Selain itu, KKP telah memiliki strategi besar dalam mengelola sumber daya kelautan dan perikanan secara berkelanjutan. Strategi tersebut direfleksikan dalam kebijakan ekonomi biru. Ekonomi biru merupakan model pendekatan pembangunan ekonomi yang tidak lagi mengandalkan pembangunan ekonomi berbasis eksploitasi sumber daya alam dan lingkungan yang berlebihan. Namun, merupakan suatu lompatan besar dalam pembangunan, dengan meninggalkan praktek ekonomi yang mementingkan keuntungan jangka pendek serta menggerakkan perekonomian yang rendah karbon (low carbon economy). Sehingga ekonomi biru mampu menjawab ketergantungan antara ekonomi dan ekosistem serta dampak negatif akibat aktivitas ekonomi termasuk perubahan iklim dan pemanasan global.

Salah satu upaya lainnya yakni, dengan reklamasi pesisir dan pulau pulau kecil.

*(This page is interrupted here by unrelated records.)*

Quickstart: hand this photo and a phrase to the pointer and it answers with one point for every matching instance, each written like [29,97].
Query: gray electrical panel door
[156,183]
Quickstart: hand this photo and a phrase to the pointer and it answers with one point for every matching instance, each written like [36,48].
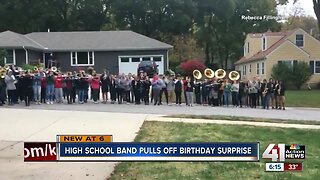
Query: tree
[3,53]
[296,75]
[300,74]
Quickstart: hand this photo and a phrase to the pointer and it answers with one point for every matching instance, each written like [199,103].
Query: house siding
[20,57]
[103,59]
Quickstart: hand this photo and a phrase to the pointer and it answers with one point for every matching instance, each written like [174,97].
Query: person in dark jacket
[27,84]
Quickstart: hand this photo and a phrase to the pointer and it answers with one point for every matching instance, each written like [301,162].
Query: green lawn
[241,118]
[303,98]
[182,132]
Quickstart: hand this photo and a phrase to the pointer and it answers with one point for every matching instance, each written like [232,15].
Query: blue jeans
[37,93]
[80,95]
[226,98]
[50,92]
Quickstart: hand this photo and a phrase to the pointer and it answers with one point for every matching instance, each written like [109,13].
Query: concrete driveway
[19,125]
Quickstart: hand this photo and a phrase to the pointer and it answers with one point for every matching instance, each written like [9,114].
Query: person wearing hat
[11,87]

Reklamasi pesisir dan pulau pulau kecil diharapkan dapat memberikan manfaat sumber daya lahan baik secara lingkungan maupun sosial ekonomi dan budaya seperti, peningkatan ekonomi skala makro & mikro, investasi dan peluang bisnis yang tinggi serta terbukanya lapangan kerja.

Itu sebabnya, reklamasi pesisir akan mengadopsi prinsip-prinsip pro job (pembukaan lapangan kerja), pro growth (pengembangan wilayah), dan pro poor (pengentasan kemiskinan) sehingga mampu memberikan jaminan atas keberlanjutan kehidupan dan penghidupan masyarakat nelayan. Sebagai contoh adalah reklamasi Pulau Nipah, yang telah berakhir pada akhir 2008 lalu, dan memberikan manfaat cukup penting dalam pengembangan kegiatan ekonomi di Pulau Nipah, Provinsi Kepulauan Riau.

Beranjak dari hal tersebut, penyelenggaraan seminar ini ditujukan untuk menghimpun data, informasi, pemikiran, dan komitmen bersama dalam rangkaian kegiatan pendirian bangunan pantai, sekaligus menyamakan persepsi tentang bangunan pantai yang ramah lingkungan. Seminar nasional tersebut turut melibatkan para ahli dan sektor – sektor terkait, koordinasi kebijakan dan program lintas sektor, sosialisasi peraturan dan undang – undang.